“这里面阴气确实有些重。”无音小和尚在身后嚅嗫道。
这点也超出茵茵的预期,难道……难道那个出租车司机的话都是真的?
一行人正站在那愣神的工夫,从医院主楼的门内快步走出来一个黑西装的人,走近,开口道:“几位师傅可是茅山道士一派?我家老板里面有请。”
尽管这里面阴气很重,但来都来了,还能转身走掉嘛?于是跟着黑衣人就往里面走,边走还边不忘嘱咐身后的苏素道:“进里面少说话,看颜色行事。”
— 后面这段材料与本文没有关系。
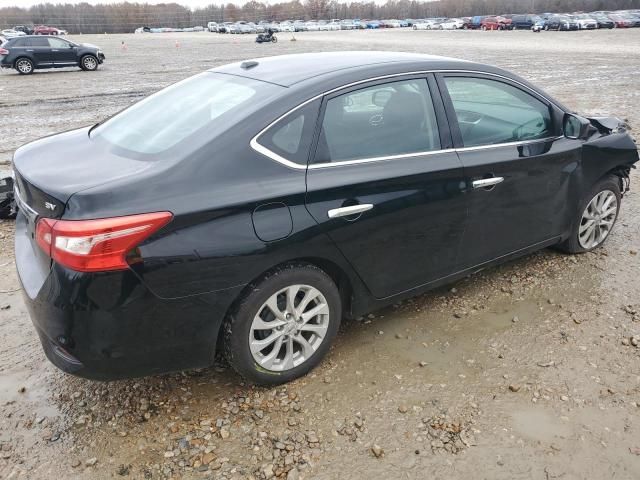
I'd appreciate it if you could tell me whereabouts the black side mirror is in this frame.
[562,113,593,140]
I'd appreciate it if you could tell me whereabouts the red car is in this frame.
[480,17,511,30]
[33,25,66,35]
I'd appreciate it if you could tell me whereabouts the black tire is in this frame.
[13,57,35,75]
[80,55,98,72]
[223,264,342,385]
[558,175,622,253]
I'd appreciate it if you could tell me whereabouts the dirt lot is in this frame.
[0,29,640,480]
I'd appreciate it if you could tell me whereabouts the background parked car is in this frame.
[591,13,616,28]
[544,15,580,31]
[511,15,542,30]
[33,25,67,35]
[0,35,105,75]
[438,18,464,30]
[13,25,33,35]
[480,17,511,30]
[572,13,598,30]
[462,15,484,30]
[0,28,26,38]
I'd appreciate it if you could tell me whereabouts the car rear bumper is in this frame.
[16,214,241,380]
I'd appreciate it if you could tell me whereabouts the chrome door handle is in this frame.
[471,177,504,188]
[327,203,373,218]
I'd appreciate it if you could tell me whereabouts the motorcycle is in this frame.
[256,32,278,43]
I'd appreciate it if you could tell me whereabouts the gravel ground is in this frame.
[0,29,640,480]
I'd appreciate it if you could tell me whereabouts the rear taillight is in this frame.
[36,212,173,272]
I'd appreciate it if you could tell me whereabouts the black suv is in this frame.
[0,35,105,75]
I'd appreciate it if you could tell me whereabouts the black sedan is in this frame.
[0,35,105,75]
[14,52,638,384]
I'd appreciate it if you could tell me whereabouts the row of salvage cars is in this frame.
[412,10,640,32]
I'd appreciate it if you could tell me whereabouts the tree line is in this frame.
[0,0,640,33]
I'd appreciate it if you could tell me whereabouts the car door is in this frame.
[47,37,78,65]
[27,37,53,66]
[306,75,467,298]
[438,73,581,268]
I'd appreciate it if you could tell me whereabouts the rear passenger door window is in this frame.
[47,37,69,48]
[257,100,320,166]
[444,76,553,147]
[314,78,440,163]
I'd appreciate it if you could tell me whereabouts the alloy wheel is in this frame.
[16,60,33,73]
[249,285,330,372]
[82,57,98,70]
[578,190,618,250]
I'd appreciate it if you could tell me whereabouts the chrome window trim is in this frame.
[249,69,564,170]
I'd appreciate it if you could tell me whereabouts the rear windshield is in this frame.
[91,72,282,155]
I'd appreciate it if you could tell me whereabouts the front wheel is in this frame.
[224,264,342,385]
[80,55,98,72]
[559,176,622,253]
[15,58,34,75]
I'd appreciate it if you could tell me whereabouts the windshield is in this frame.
[91,72,281,154]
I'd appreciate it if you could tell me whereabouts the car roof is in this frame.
[210,51,478,87]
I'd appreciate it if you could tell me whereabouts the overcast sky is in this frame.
[0,0,225,7]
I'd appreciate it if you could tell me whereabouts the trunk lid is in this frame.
[13,127,151,214]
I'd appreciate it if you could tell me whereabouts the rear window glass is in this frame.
[29,37,49,47]
[91,72,281,154]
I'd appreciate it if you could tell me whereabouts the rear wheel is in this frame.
[559,176,622,253]
[80,55,98,72]
[15,57,34,75]
[224,264,342,385]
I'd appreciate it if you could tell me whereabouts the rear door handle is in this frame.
[327,203,373,218]
[471,177,504,188]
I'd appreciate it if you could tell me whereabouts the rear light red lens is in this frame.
[36,212,173,272]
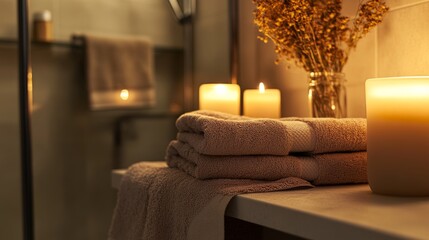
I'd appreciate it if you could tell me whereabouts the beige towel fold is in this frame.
[83,35,155,110]
[109,163,312,240]
[166,141,367,185]
[176,110,366,155]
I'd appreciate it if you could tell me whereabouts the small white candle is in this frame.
[243,83,281,118]
[199,84,240,115]
[366,76,429,196]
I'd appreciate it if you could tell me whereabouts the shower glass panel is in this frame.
[0,0,185,240]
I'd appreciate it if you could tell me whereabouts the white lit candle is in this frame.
[243,83,281,118]
[199,84,240,115]
[366,76,429,196]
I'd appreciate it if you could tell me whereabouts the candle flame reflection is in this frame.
[119,89,130,101]
[259,82,265,93]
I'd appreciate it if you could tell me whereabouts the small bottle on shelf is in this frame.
[33,10,52,42]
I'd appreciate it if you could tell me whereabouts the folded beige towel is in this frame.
[83,35,155,110]
[176,110,366,155]
[166,141,367,185]
[109,163,312,240]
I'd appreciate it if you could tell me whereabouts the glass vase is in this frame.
[308,72,347,118]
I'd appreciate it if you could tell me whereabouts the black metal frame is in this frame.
[17,0,34,240]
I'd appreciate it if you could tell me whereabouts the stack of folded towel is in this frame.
[166,111,367,185]
[109,111,367,240]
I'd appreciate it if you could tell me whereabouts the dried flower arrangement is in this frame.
[253,0,388,72]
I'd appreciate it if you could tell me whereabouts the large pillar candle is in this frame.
[199,83,240,115]
[366,76,429,196]
[243,83,281,118]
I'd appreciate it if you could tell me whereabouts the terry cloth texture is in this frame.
[176,110,366,155]
[109,162,312,240]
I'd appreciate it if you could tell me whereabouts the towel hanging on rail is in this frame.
[82,34,155,110]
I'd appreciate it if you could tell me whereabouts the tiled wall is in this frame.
[0,0,183,47]
[240,0,429,117]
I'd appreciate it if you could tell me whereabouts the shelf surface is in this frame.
[226,184,429,239]
[112,170,429,240]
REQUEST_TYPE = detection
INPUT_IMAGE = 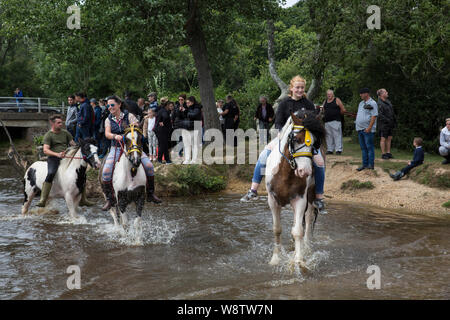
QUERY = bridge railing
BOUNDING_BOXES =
[0,97,67,114]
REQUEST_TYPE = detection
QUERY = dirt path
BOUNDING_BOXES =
[226,156,450,213]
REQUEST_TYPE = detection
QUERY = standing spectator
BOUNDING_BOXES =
[355,88,378,171]
[254,96,275,145]
[377,89,396,160]
[75,92,94,142]
[14,88,25,112]
[323,90,346,154]
[178,96,202,164]
[98,99,109,159]
[439,118,450,164]
[221,95,239,146]
[91,98,102,143]
[155,101,173,164]
[172,93,187,158]
[143,109,158,161]
[66,94,78,137]
[125,91,142,121]
[147,92,159,114]
[216,99,225,136]
[389,137,425,181]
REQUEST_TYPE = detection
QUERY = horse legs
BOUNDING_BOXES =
[109,206,119,227]
[268,192,281,266]
[291,193,307,263]
[64,192,81,219]
[304,202,317,254]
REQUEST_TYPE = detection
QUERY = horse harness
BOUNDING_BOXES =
[278,124,313,170]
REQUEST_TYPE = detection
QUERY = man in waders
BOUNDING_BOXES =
[36,115,94,207]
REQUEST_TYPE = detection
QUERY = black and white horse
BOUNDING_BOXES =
[105,125,147,231]
[22,139,100,218]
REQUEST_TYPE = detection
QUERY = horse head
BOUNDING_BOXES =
[285,112,316,178]
[123,125,143,173]
[79,138,100,169]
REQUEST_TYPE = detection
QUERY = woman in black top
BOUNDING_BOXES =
[155,101,173,164]
[241,76,326,214]
[254,96,275,144]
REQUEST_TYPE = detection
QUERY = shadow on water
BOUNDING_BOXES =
[0,167,450,299]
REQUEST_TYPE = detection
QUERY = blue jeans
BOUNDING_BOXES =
[252,149,325,194]
[358,130,375,168]
[74,125,91,142]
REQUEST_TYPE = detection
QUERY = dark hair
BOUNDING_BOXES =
[414,137,423,147]
[48,114,62,122]
[106,95,127,111]
[188,96,197,104]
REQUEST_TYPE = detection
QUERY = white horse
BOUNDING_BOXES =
[265,113,324,265]
[22,139,100,218]
[105,125,147,231]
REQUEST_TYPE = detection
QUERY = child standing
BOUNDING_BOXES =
[389,138,425,181]
[143,109,158,161]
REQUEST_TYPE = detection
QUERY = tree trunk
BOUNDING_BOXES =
[267,20,289,110]
[186,0,220,130]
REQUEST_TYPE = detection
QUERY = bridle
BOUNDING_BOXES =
[124,124,142,157]
[278,124,313,170]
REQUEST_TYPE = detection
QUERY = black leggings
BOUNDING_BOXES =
[45,156,61,183]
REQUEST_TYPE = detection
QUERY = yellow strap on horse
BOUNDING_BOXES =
[127,124,141,154]
[305,130,312,147]
[292,152,312,158]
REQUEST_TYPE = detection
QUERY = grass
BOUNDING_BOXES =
[342,137,443,166]
[341,179,375,190]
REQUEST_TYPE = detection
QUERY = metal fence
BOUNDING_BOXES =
[0,97,67,114]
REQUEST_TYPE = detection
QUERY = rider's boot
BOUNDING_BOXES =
[101,182,116,211]
[313,199,328,214]
[145,176,162,203]
[36,182,52,207]
[79,187,94,207]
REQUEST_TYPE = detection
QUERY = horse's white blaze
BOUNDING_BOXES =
[266,118,314,265]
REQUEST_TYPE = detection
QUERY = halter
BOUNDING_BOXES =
[278,124,313,170]
[123,124,142,156]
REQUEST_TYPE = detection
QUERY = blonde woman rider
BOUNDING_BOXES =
[241,76,327,214]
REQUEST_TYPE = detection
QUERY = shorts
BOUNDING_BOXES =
[378,126,394,138]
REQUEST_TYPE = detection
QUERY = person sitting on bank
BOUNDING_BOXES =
[389,137,425,181]
[439,118,450,164]
[36,115,94,207]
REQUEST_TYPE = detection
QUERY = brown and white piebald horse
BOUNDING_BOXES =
[266,113,325,265]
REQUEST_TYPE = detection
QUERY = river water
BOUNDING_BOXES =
[0,167,450,299]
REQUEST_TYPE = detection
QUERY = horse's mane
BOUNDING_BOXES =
[303,111,325,143]
[60,145,81,170]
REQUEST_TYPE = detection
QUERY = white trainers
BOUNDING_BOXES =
[241,190,258,202]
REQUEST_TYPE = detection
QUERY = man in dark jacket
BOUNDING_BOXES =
[254,96,275,144]
[75,92,94,142]
[377,89,396,160]
[389,138,425,181]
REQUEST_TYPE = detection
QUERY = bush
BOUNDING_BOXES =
[341,179,375,190]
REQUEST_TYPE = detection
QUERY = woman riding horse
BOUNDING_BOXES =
[241,76,326,214]
[101,96,161,211]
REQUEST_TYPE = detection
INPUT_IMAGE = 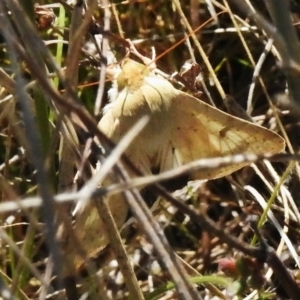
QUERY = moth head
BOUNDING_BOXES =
[117,58,150,91]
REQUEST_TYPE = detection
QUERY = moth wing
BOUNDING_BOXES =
[160,92,285,179]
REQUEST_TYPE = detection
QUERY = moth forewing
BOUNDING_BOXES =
[162,91,285,179]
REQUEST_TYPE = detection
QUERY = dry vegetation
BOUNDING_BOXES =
[0,0,300,300]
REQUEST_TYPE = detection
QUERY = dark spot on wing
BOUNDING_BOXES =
[219,127,230,138]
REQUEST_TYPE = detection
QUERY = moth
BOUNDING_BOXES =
[99,59,285,179]
[69,59,285,265]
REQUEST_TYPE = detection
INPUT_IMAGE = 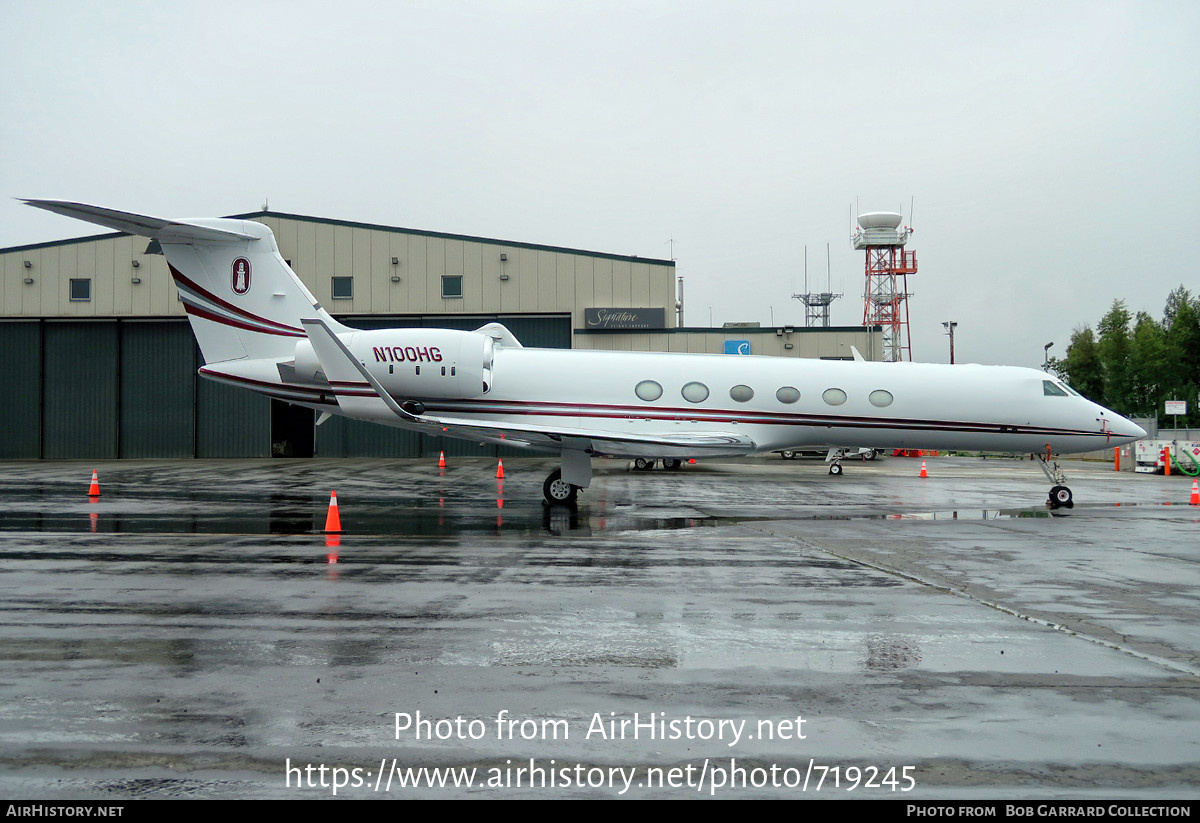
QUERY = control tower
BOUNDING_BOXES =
[851,211,917,362]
爬上了几阶台阶上了主楼,楼沿刚一遮挡住阳光,就感觉到了一股吹进骨头的寒意。
主楼的铝合金属们大敞着,几人还没等入门就能将里面的情况看的清清楚楚。厅内环着四周摆放着十几把红木椅子,有的椅子上已经坐上了人。
最中间的主位椅子上确是空着的,空椅子旁边站着一个穿着正装年约四十有余的女人。见茵茵等人进了主厅,便开口道:“来的可是茅山道士的后人。”
吉康一拱手,“正是。”
“几位请稍坐等待,人悉数到齐后我们再开始。”说着让带他们进来的西装男领他们到椅子上坐好,不知道这些人是怎么知道他们一行四人的,四把椅子紧挨着摆在那里,一把不多一把也不少。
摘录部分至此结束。